In this example, we'll import some detector data and make a plot of the masses of the particles detected. To begin, click on this cell, then click the "play" icon to run each cell and see the output.

In [None]:
# First, we'll "import" the software packages needed.
import pandas
import numpy
%matplotlib inline
import matplotlib.pyplot as plt

# Starting a line with a hashtag tells the program not to read the line.
# That way we can write "comments" to humans trying to figure out what the code does.
# Blank lines don't do anything either, but they can make the code easier to read.

## Importing a data set
Now let's choose some data to plot. In this example we'll pull data from CERN's CMS detector and make a histogram of invariant mass. You can find more at CERN OpenData

This next cell will take a little while to run since it's grabbing a pretty big data set. This one contains 100,000 collision events. The cell label will look like "In [\*]" while it's still thinking and "In [2]" when it's finished.

In [None]:
# Whenever you type "something =" it defines a new variable, "something", 
# and sets it equal to whatever follows the equals sign. That could be a number, 
# another variable, or in this case an entire table of numbers.
dataset = pandas.read_csv('http://opendata.cern.ch/record/303/files/dimuon.csv')

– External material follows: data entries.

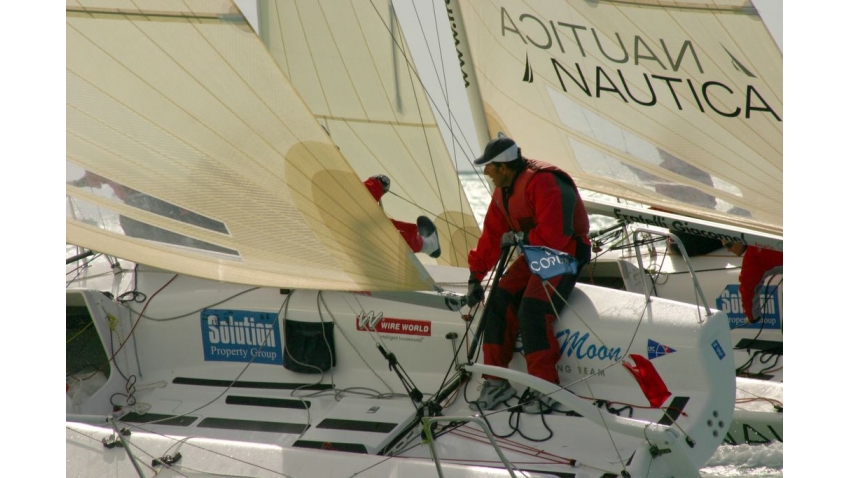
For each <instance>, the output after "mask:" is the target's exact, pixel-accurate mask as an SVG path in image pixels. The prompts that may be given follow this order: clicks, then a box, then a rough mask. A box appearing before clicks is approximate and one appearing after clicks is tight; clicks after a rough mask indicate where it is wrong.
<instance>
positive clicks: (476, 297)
mask: <svg viewBox="0 0 850 478" xmlns="http://www.w3.org/2000/svg"><path fill="white" fill-rule="evenodd" d="M468 285H469V291H468V292H467V293H466V305H468V306H469V307H475V306H476V305H478V303H479V302H481V301H482V300H483V299H484V288H483V287H481V281H479V280H478V279H475V278H470V279H469V282H468Z"/></svg>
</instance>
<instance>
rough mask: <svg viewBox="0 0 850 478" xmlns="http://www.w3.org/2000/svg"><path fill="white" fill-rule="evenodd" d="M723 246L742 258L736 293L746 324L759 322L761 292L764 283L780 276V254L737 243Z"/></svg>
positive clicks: (760, 313) (725, 243)
mask: <svg viewBox="0 0 850 478" xmlns="http://www.w3.org/2000/svg"><path fill="white" fill-rule="evenodd" d="M723 245H725V246H726V248H727V249H729V250H730V251H732V252H733V253H735V255H736V256H741V255H743V256H744V259H743V261H741V274H740V275H739V276H738V282H739V283H740V285H739V286H738V293H739V294H740V295H741V305H742V306H743V307H744V314H746V316H747V322H749V323H751V324H752V323H755V322H758V321H759V320H761V290H762V287H763V284H764V281H765V280H766V279H767V278H768V277H770V276H773V275H777V274H782V252H780V251H774V250H771V249H766V248H761V247H755V246H752V247H750V246H747V245H746V244H741V243H738V242H728V241H725V242H724V244H723Z"/></svg>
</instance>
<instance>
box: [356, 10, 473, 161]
mask: <svg viewBox="0 0 850 478" xmlns="http://www.w3.org/2000/svg"><path fill="white" fill-rule="evenodd" d="M370 4H371V5H372V8H373V9H375V12H376V13H378V17H379V18H380V20H381V22H382V23H383V24H384V28H386V30H387V31H388V32H389V31H390V27H389V26H388V25H387V24H386V22H384V20H383V17H381V15H380V13H379V12H378V8H377V7H376V6H375V2H374V1H371V0H370ZM393 41H396V40H395V39H394V40H393ZM396 46H397V47H398V49H399V51H401V52H402V57H403V58H404V60H405V62H406V63H407V64H408V70H409V71H411V68H412V72H413V76H415V77H416V79H417V80H419V84H420V85H421V86H422V89H423V90H424V91H425V95H426V96H427V97H428V99H429V100H430V101H431V102H433V103H434V104H438V103H437V102H436V101H435V100H434V98H432V97H431V94H430V93H429V92H428V89H427V88H425V83H424V82H423V81H422V78H421V77H420V76H419V74H418V72H417V71H416V67H415V66H414V65H412V63H411V61H410V58H408V57H407V55H406V54H405V53H404V50H403V49H402V48H401V46H400V45H398V44H396ZM434 113H436V114H437V115H439V117H440V119H442V120H443V121H444V122H445V123H446V124H451V123H450V122H449V121H446V118H445V117H443V113H442V111H439V110H437V111H435V112H434ZM450 119H454V120H455V122H457V118H454V117H453V116H452V117H451V118H450ZM460 135H461V137H462V138H463V140H464V142H465V143H466V146H467V148H470V149H471V147H470V142H469V140H468V139H467V138H466V135H465V134H464V133H463V131H462V130H461V131H460ZM455 139H456V138H455ZM461 151H463V153H464V155H466V150H464V149H461ZM467 160H468V161H470V158H469V156H467Z"/></svg>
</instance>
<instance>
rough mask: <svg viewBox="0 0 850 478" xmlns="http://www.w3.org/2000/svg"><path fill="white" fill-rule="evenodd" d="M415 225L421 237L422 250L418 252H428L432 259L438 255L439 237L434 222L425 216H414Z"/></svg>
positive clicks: (438, 255)
mask: <svg viewBox="0 0 850 478" xmlns="http://www.w3.org/2000/svg"><path fill="white" fill-rule="evenodd" d="M416 227H417V228H418V229H419V235H420V236H421V237H422V250H421V251H419V252H421V253H423V254H428V255H429V256H431V257H433V258H434V259H436V258H438V257H440V252H441V251H440V238H439V236H438V235H437V226H435V225H434V222H433V221H431V220H430V219H428V218H427V217H425V216H419V217H417V218H416Z"/></svg>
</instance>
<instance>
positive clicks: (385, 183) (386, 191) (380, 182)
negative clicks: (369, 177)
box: [370, 174, 390, 194]
mask: <svg viewBox="0 0 850 478" xmlns="http://www.w3.org/2000/svg"><path fill="white" fill-rule="evenodd" d="M370 179H374V180H376V181H378V182H379V183H381V185H382V186H383V187H384V194H386V193H388V192H390V178H388V177H386V176H385V175H383V174H376V175H374V176H372V177H371V178H370Z"/></svg>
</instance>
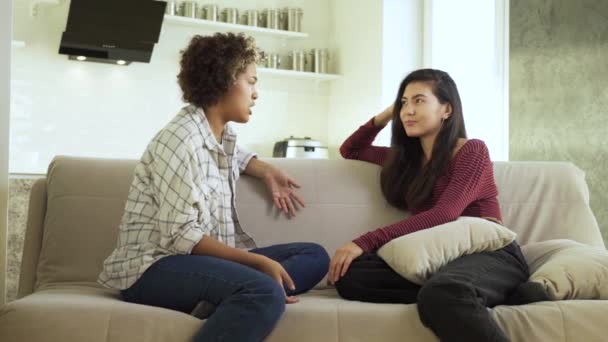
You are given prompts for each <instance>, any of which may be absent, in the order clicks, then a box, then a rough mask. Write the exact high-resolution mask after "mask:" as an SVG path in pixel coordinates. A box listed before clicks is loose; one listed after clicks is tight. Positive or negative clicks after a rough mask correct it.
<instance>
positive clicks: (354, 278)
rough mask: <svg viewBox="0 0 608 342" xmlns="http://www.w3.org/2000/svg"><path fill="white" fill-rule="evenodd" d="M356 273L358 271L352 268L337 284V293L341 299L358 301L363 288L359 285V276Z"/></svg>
mask: <svg viewBox="0 0 608 342" xmlns="http://www.w3.org/2000/svg"><path fill="white" fill-rule="evenodd" d="M356 273H357V270H356V269H355V270H353V269H352V268H351V269H349V270H348V271H346V273H345V274H344V276H342V277H340V279H339V280H338V281H337V282H336V283H335V286H336V291H337V292H338V294H339V295H340V297H342V298H344V299H349V300H357V298H358V294H359V292H360V290H359V289H360V287H361V286H360V284H358V280H357V279H358V276H357V274H356Z"/></svg>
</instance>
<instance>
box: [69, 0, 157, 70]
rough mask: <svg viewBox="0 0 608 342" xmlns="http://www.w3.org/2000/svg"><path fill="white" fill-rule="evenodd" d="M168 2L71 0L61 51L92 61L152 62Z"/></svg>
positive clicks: (71, 56) (69, 54) (137, 0)
mask: <svg viewBox="0 0 608 342" xmlns="http://www.w3.org/2000/svg"><path fill="white" fill-rule="evenodd" d="M166 4H167V3H166V2H164V1H155V0H72V1H71V3H70V12H69V14H68V22H67V25H66V29H65V32H64V33H63V35H62V37H61V45H60V47H59V53H60V54H63V55H68V56H69V58H70V59H77V60H86V61H93V62H103V63H112V64H116V63H117V64H121V65H128V64H130V63H131V62H143V63H149V62H150V58H151V57H152V52H153V51H154V45H155V44H156V43H157V42H158V38H159V36H160V29H161V26H162V23H163V17H164V13H165V6H166Z"/></svg>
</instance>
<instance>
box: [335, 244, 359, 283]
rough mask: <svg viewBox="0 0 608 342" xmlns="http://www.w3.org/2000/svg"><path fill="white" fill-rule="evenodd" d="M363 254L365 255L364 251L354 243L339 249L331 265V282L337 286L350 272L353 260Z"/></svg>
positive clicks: (337, 249) (337, 250)
mask: <svg viewBox="0 0 608 342" xmlns="http://www.w3.org/2000/svg"><path fill="white" fill-rule="evenodd" d="M361 254H363V249H361V247H359V246H357V244H356V243H354V242H349V243H347V244H346V245H344V246H342V247H340V248H338V249H337V250H336V253H335V254H334V257H333V258H331V262H330V263H329V275H328V277H327V278H328V279H329V282H330V283H332V284H335V283H336V282H337V281H338V280H339V279H340V278H342V277H343V276H344V275H345V274H346V271H348V268H349V267H350V264H351V263H352V262H353V260H354V259H355V258H357V257H358V256H360V255H361Z"/></svg>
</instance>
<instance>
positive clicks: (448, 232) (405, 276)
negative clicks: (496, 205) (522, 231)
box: [378, 217, 516, 285]
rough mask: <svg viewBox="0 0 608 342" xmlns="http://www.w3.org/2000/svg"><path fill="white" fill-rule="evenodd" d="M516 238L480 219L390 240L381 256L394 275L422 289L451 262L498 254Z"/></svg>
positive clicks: (468, 221)
mask: <svg viewBox="0 0 608 342" xmlns="http://www.w3.org/2000/svg"><path fill="white" fill-rule="evenodd" d="M515 236H516V234H515V233H514V232H512V231H511V230H509V229H508V228H506V227H504V226H502V225H499V224H497V223H495V222H492V221H489V220H486V219H481V218H478V217H460V218H458V219H457V220H456V221H453V222H449V223H446V224H442V225H439V226H436V227H432V228H428V229H424V230H420V231H417V232H415V233H411V234H407V235H404V236H401V237H398V238H396V239H393V240H391V241H390V242H388V243H387V244H385V245H384V246H382V247H381V248H380V249H379V250H378V255H379V256H380V257H381V258H382V259H384V261H386V263H387V264H388V265H389V266H390V267H391V268H392V269H393V270H395V272H397V273H399V274H400V275H401V276H402V277H404V278H406V279H407V280H409V281H411V282H414V283H416V284H420V285H422V284H423V283H424V282H425V281H426V280H427V279H429V278H430V277H431V276H432V275H433V274H434V273H435V272H437V270H438V269H439V268H440V267H441V266H444V265H446V264H447V263H449V262H450V261H452V260H454V259H456V258H458V257H460V256H463V255H468V254H472V253H478V252H484V251H495V250H497V249H500V248H503V247H505V246H507V245H508V244H510V243H511V242H513V241H514V240H515Z"/></svg>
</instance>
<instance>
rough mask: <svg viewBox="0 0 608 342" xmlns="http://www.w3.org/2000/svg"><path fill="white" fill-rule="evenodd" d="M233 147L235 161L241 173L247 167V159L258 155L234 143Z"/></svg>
mask: <svg viewBox="0 0 608 342" xmlns="http://www.w3.org/2000/svg"><path fill="white" fill-rule="evenodd" d="M235 149H236V153H235V155H236V160H237V163H238V165H239V171H240V172H241V173H243V172H245V169H246V168H247V164H249V161H251V158H257V157H258V155H257V153H253V152H249V151H247V150H245V149H243V148H242V147H240V146H239V145H236V146H235Z"/></svg>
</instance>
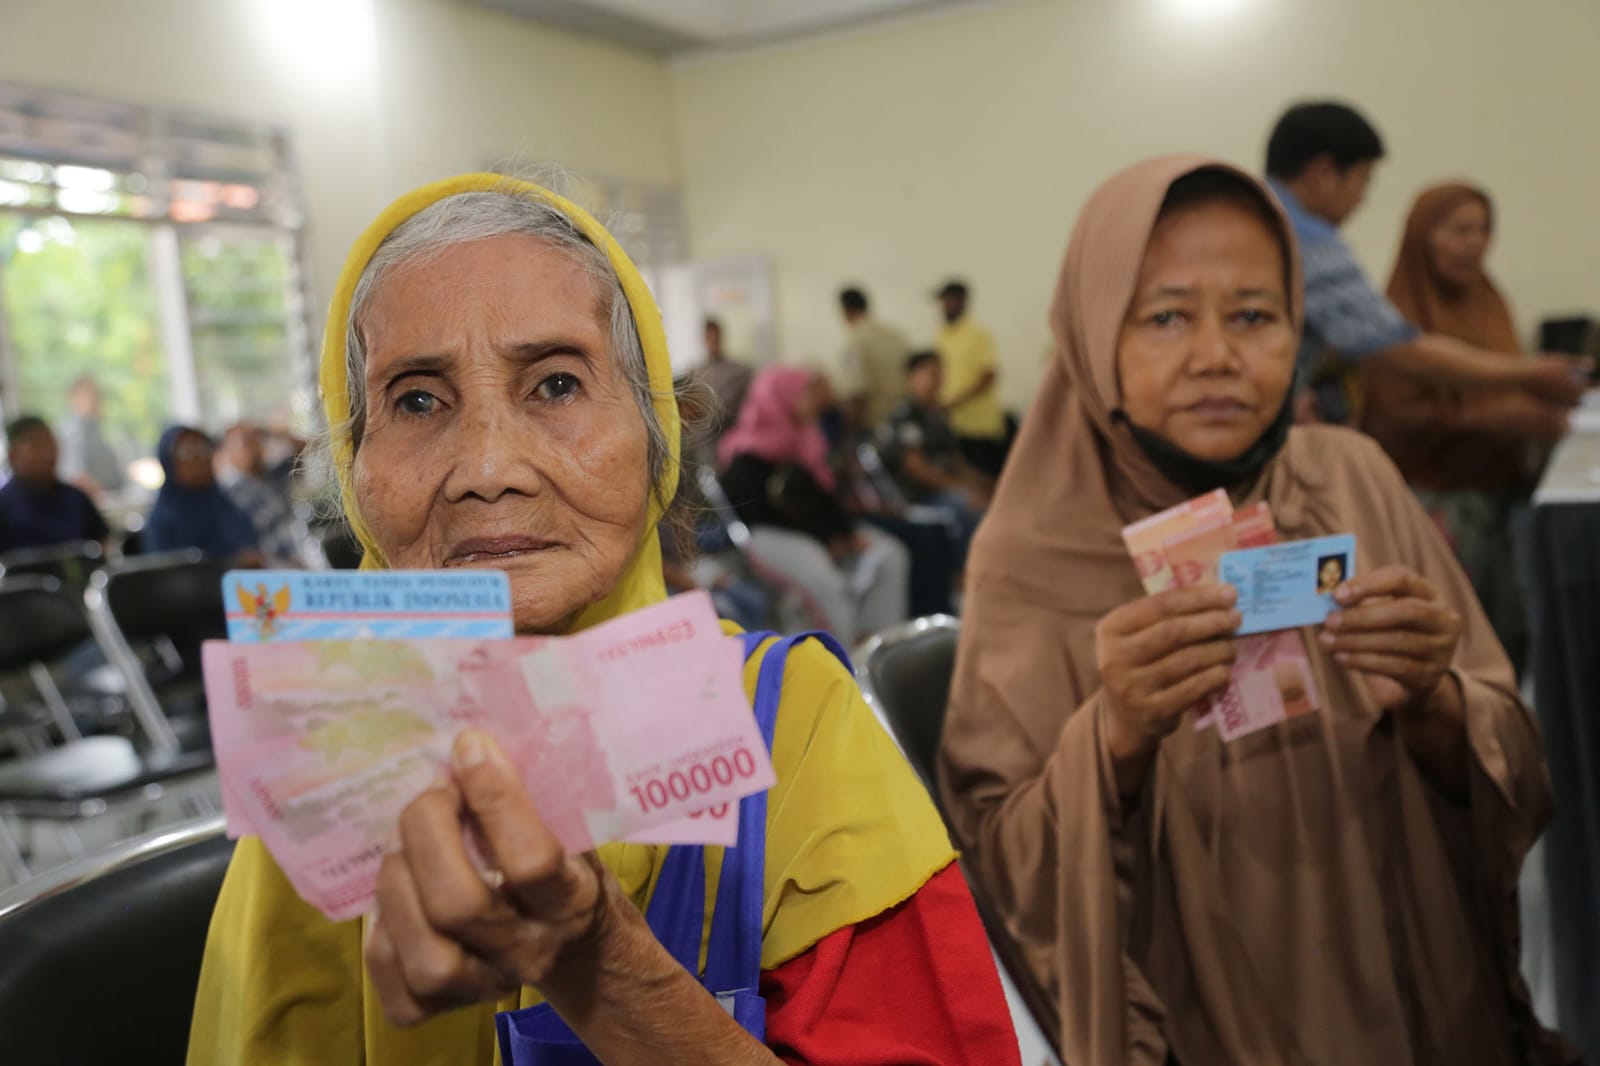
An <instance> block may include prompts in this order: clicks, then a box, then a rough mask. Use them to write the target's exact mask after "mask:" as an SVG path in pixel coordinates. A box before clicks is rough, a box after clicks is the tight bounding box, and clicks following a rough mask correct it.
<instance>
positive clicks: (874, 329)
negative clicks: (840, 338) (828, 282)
mask: <svg viewBox="0 0 1600 1066" xmlns="http://www.w3.org/2000/svg"><path fill="white" fill-rule="evenodd" d="M838 307H840V311H843V312H845V327H846V328H848V330H850V341H848V344H846V346H845V357H843V359H842V360H840V375H838V392H840V395H843V397H845V400H846V403H848V410H850V418H851V423H853V424H854V426H856V427H858V429H861V431H862V432H866V434H870V432H874V431H875V429H877V427H878V426H882V424H883V421H885V419H886V418H888V415H890V411H893V410H894V405H896V403H898V402H899V399H901V392H904V386H906V359H909V357H910V344H909V343H907V341H906V338H904V336H901V333H899V331H898V330H893V328H890V327H886V325H883V323H882V322H878V320H877V319H874V317H872V311H870V307H869V304H867V295H866V293H864V291H861V290H859V288H846V290H843V291H842V293H840V295H838Z"/></svg>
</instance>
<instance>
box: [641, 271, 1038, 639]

# Analyze dielectron data instead by referencing instead:
# http://opendata.cern.ch/record/304/files/dielectron.csv

We can view the first few rows of the file we just imported.

In [None]:
# The .head(n) command displays the first n rows of the file.
dataset.head(5)

## Plotting a histogram

In [None]:
# Create variables for histogram parameters
mass = dataset.M
nbins = 50
xmin = 30
xmax = 120

# Calculate the source data (a frequency table) for the histogram
mass_plot = numpy.histogram(mass, bins=nbins, range=(xmin, xmax))

# Formatting how the histogram will display the frequency data.
hist, bins = mass_plot
width = 1.0*(bins[1] - bins[0])
center = (bins[:-1] + bins[1:]) / 2

plt.bar(center, hist, align='center', width=width,  color='k', linewidth=1, edgecolor='g')
plt.xlim(xmin, xmax)
plt.xlabel('invariant mass (GeV)')
plt.ylabel('number of events')

# This actually shows the histogram
plt.show()

You can find more information on how numpy makes histograms [here](http://docs.scipy.org/doc/numpy-1.10.1/reference/generated/numpy.histogram.html).

## Modify and re-plot
If we're looking for particles that decay into a pair of oppositely-charged particle, we'll need to filter events with two like-charge products.

In [None]:
oppQ_events = dataset[dataset.Q1 != dataset.Q2]
oppQ_mass = oppQ_events['M']

mass_plot = numpy.histogram(oppQ_mass, bins=nbins, range=(xmin, xmax))

hist, bins = mass_plot
width = 1.0*(bins[1] - bins[0])
center = (bins[:-1] + bins[1:]) / 2

# Formatting the histogram
plt.bar(center, hist, align='center', width=width,  color='k', linewidth=1, edgecolor='g')
plt.xlim(xmin, xmax)
plt.xlabel('invariant mass (GeV)')
plt.ylabel('number of events')

# This actually shows the histogram
plt.show()

And now you've made a mass plot! Try editing some code and re-running the cell to see the effects. For more information on formatting the markdown text in a cell like this one, go to Help > Markdown > Basic Writing and Formatting Text.

To save your work: go to File > Save and Checkpoint. That only saves your edits as long as you're working inthis notebook. All is lost after 10 minutes of inactivity.

To really save your work: go to File > Download as > iPython notebook (or save as pdf if you just want to show someone a snapshot of what your code and output look like.